My husband took Abby with him to look for some stuff yesterday. He was standing in an isle looking around when an employee with a cart walked by. He mumbled something that my husband couldnt hear. Then he walked back by just staring daggers at Abby and my husband. A minute later he came back around the other corner with a buddy and startled Abby. The employee then stood there staring at her. About a minute later Abby naturally started barking at him. The guys just shook their head and walked off. 

My husband then looked for someone and explained to them why he needed to talk to a manager. He felt that Abby had been harassed and needed the manager to know. Guess who the manager was? You got it! The employee that stared down my dog.









The manager said that Abby was a very mean dog and just kept barking at him. My husband explained to him that she was barking at him because he was imposing a threat to her and her owner.

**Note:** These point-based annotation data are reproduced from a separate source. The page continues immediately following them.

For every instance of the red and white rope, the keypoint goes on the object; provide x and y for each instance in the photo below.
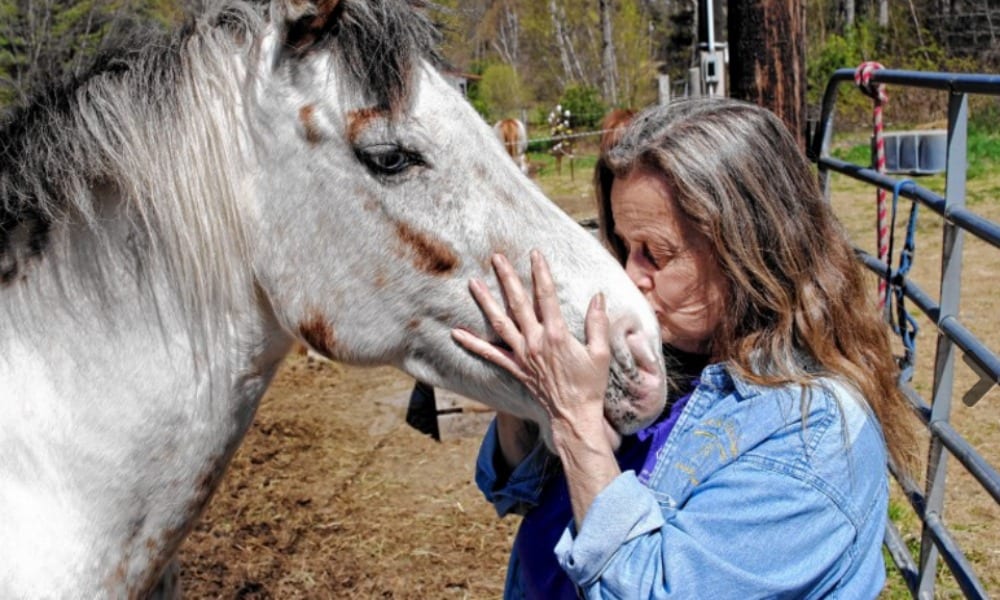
(862, 77)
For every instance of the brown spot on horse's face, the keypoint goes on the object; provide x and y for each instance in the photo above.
(312, 133)
(318, 333)
(429, 254)
(357, 120)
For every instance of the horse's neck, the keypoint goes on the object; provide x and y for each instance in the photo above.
(115, 380)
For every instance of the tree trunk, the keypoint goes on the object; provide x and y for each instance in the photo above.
(767, 40)
(609, 63)
(561, 41)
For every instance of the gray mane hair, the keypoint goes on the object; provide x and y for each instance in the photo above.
(155, 124)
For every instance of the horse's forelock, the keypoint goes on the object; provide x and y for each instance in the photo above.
(380, 43)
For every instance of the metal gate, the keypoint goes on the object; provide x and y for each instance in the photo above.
(937, 543)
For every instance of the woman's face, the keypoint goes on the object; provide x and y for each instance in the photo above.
(672, 264)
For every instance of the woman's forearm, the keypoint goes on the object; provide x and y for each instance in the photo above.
(588, 460)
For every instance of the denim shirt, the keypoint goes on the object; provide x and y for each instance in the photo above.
(756, 494)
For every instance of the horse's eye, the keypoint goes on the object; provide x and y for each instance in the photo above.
(389, 160)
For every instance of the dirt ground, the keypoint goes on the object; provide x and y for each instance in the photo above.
(332, 495)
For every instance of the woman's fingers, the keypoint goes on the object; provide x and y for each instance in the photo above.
(522, 308)
(488, 351)
(545, 293)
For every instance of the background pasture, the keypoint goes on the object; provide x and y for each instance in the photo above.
(332, 495)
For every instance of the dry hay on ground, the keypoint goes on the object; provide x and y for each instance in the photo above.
(332, 495)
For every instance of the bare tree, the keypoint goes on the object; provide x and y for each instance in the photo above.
(767, 57)
(609, 63)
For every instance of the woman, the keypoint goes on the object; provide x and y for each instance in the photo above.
(766, 474)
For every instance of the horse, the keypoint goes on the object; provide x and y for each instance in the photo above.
(514, 136)
(174, 219)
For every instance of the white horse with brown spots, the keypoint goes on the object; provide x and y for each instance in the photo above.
(175, 220)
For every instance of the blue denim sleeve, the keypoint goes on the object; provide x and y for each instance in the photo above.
(740, 535)
(514, 491)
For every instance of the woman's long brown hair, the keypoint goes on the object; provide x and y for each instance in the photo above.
(799, 305)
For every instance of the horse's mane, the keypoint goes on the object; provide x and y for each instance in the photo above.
(155, 123)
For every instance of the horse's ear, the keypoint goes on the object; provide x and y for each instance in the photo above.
(307, 22)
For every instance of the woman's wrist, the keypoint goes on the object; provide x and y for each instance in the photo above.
(517, 438)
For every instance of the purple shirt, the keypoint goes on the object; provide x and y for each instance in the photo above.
(543, 525)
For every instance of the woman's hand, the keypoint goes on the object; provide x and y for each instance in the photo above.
(568, 378)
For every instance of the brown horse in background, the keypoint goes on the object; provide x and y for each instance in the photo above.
(514, 137)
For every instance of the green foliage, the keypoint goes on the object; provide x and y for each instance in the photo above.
(836, 52)
(585, 106)
(983, 150)
(500, 92)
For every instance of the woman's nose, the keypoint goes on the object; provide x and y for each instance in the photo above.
(639, 275)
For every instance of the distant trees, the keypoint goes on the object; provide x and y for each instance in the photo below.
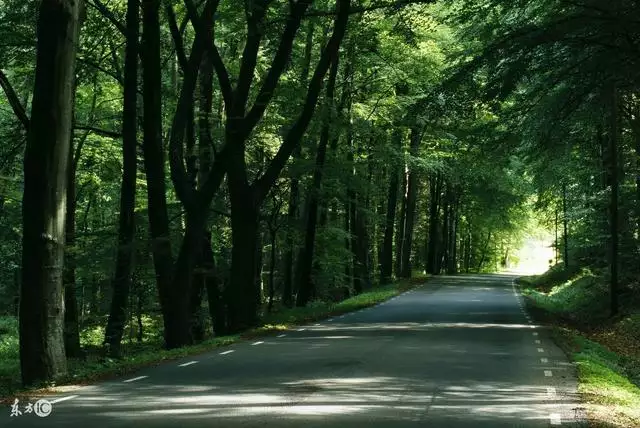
(323, 123)
(46, 164)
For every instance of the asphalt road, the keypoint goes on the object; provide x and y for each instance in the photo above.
(456, 352)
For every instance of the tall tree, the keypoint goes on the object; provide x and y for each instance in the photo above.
(42, 355)
(126, 230)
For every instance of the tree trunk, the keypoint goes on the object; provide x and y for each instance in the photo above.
(434, 214)
(71, 327)
(154, 168)
(272, 265)
(614, 225)
(400, 235)
(126, 232)
(293, 213)
(484, 252)
(242, 293)
(42, 354)
(386, 263)
(305, 260)
(565, 222)
(412, 196)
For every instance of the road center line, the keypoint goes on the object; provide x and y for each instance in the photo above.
(135, 378)
(59, 400)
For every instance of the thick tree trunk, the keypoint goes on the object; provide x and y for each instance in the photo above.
(386, 262)
(412, 197)
(42, 354)
(126, 231)
(154, 168)
(305, 260)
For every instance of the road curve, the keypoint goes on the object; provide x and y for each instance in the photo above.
(458, 351)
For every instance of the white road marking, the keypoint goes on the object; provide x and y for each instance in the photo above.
(135, 378)
(58, 400)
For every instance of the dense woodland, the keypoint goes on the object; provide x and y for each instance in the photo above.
(205, 162)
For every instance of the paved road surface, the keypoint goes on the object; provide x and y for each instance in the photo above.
(456, 352)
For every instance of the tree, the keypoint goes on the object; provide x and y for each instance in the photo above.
(46, 162)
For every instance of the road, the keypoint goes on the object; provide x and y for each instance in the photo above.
(458, 351)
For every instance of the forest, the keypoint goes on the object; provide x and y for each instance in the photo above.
(178, 171)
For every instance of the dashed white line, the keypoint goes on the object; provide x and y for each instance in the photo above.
(59, 400)
(135, 378)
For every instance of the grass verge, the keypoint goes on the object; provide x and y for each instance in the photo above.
(606, 350)
(95, 366)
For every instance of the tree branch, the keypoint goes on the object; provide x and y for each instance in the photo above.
(295, 133)
(104, 11)
(99, 131)
(279, 63)
(14, 101)
(218, 64)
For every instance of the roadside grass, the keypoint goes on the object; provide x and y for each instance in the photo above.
(96, 366)
(606, 350)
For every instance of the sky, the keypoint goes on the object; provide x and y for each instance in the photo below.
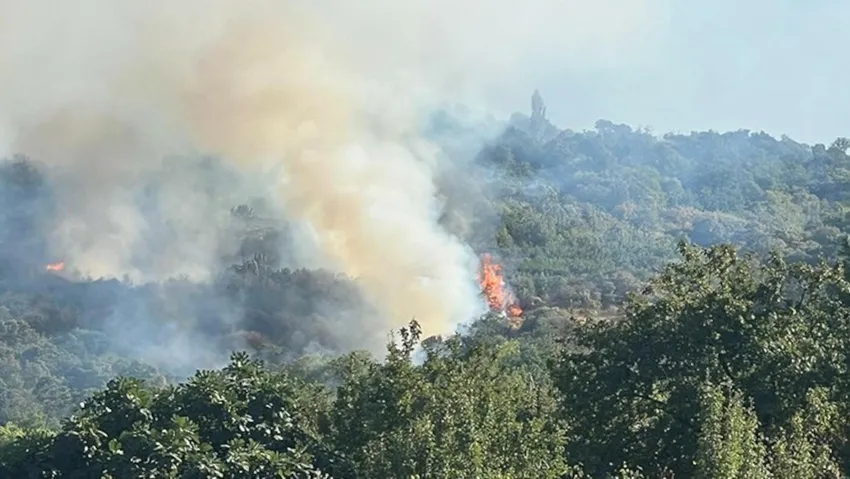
(777, 66)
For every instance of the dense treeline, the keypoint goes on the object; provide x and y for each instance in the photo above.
(687, 314)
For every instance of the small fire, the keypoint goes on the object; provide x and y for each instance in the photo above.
(59, 266)
(499, 297)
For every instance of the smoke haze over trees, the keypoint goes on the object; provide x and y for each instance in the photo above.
(247, 245)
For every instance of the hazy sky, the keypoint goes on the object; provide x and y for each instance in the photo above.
(782, 66)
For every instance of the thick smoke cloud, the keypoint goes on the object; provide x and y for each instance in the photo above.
(314, 103)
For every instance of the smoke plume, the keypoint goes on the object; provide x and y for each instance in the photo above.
(313, 103)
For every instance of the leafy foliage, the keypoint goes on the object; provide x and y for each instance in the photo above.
(729, 359)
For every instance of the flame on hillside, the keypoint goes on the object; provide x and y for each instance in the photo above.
(495, 290)
(55, 267)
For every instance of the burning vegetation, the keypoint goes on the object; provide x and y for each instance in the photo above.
(499, 296)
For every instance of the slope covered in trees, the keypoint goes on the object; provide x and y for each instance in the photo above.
(728, 359)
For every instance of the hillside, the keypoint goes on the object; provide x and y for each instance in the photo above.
(711, 362)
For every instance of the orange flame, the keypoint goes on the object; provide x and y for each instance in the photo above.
(59, 266)
(499, 297)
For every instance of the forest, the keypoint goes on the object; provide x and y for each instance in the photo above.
(685, 313)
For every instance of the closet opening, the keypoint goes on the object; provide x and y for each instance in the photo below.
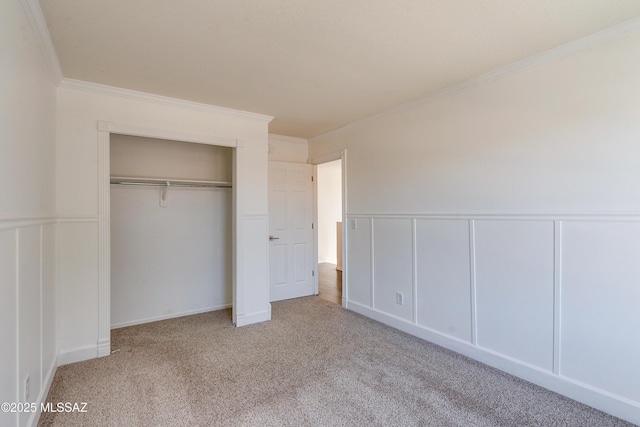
(171, 229)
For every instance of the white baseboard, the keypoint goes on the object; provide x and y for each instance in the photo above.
(77, 354)
(248, 319)
(104, 348)
(603, 400)
(48, 379)
(168, 316)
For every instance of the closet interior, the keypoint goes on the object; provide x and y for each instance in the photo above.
(171, 229)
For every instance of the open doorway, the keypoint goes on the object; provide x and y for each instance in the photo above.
(330, 213)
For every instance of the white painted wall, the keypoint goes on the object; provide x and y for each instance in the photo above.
(80, 107)
(27, 214)
(507, 213)
(329, 194)
(288, 149)
(133, 156)
(173, 260)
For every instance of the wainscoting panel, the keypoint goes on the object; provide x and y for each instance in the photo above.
(393, 266)
(443, 276)
(8, 320)
(78, 274)
(29, 314)
(359, 254)
(49, 345)
(551, 298)
(514, 289)
(601, 306)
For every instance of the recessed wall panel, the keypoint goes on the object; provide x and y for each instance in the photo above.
(514, 289)
(359, 254)
(443, 276)
(48, 296)
(393, 266)
(8, 332)
(29, 311)
(600, 305)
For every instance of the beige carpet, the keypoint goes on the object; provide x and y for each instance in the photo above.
(314, 364)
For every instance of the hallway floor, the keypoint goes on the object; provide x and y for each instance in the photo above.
(330, 283)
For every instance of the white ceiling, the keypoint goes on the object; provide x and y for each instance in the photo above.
(314, 65)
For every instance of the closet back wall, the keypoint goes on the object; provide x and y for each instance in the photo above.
(175, 260)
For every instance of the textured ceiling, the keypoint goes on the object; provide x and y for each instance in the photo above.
(314, 65)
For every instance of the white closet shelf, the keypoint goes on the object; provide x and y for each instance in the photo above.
(162, 182)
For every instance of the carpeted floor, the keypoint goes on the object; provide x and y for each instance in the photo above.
(314, 364)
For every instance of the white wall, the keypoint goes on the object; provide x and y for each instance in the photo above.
(329, 193)
(81, 106)
(27, 214)
(507, 213)
(288, 149)
(132, 156)
(171, 260)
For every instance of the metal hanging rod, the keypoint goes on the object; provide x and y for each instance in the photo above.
(159, 182)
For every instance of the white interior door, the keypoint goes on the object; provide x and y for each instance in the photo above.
(291, 251)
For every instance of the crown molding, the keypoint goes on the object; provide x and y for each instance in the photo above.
(616, 32)
(101, 89)
(284, 138)
(39, 26)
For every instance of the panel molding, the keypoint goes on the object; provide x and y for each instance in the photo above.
(472, 278)
(16, 221)
(508, 215)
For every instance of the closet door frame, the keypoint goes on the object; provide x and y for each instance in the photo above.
(105, 129)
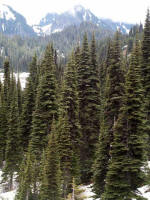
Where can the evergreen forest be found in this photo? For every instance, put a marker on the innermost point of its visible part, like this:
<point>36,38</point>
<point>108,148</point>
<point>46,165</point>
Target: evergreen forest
<point>82,121</point>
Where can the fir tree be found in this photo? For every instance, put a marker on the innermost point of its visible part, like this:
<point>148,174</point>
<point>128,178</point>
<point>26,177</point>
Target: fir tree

Abby was smelling his feet and the guy said "Get your dog OFF me!" I guess the conversation got the attention of other customers who came up to listen and pet Abby. Abby just sat there, not barking or growling, and was doing nothing wrong. As the manager was saying that Abby was a mean dog a customer spoke up and said "Shes not mean, she let me pet her and gave me kisses." Hmmmm The manager was saying that he tried to approach her and thats when she barked at him. He had never once tried to approach, but just starred daggers at her. 

My husband finally gave up and just left. We are very disappointed on how Abby was singled out and picked on for doing nothing wrong. We have called corperate office to file a complaint and are waiting a call back from the store manager.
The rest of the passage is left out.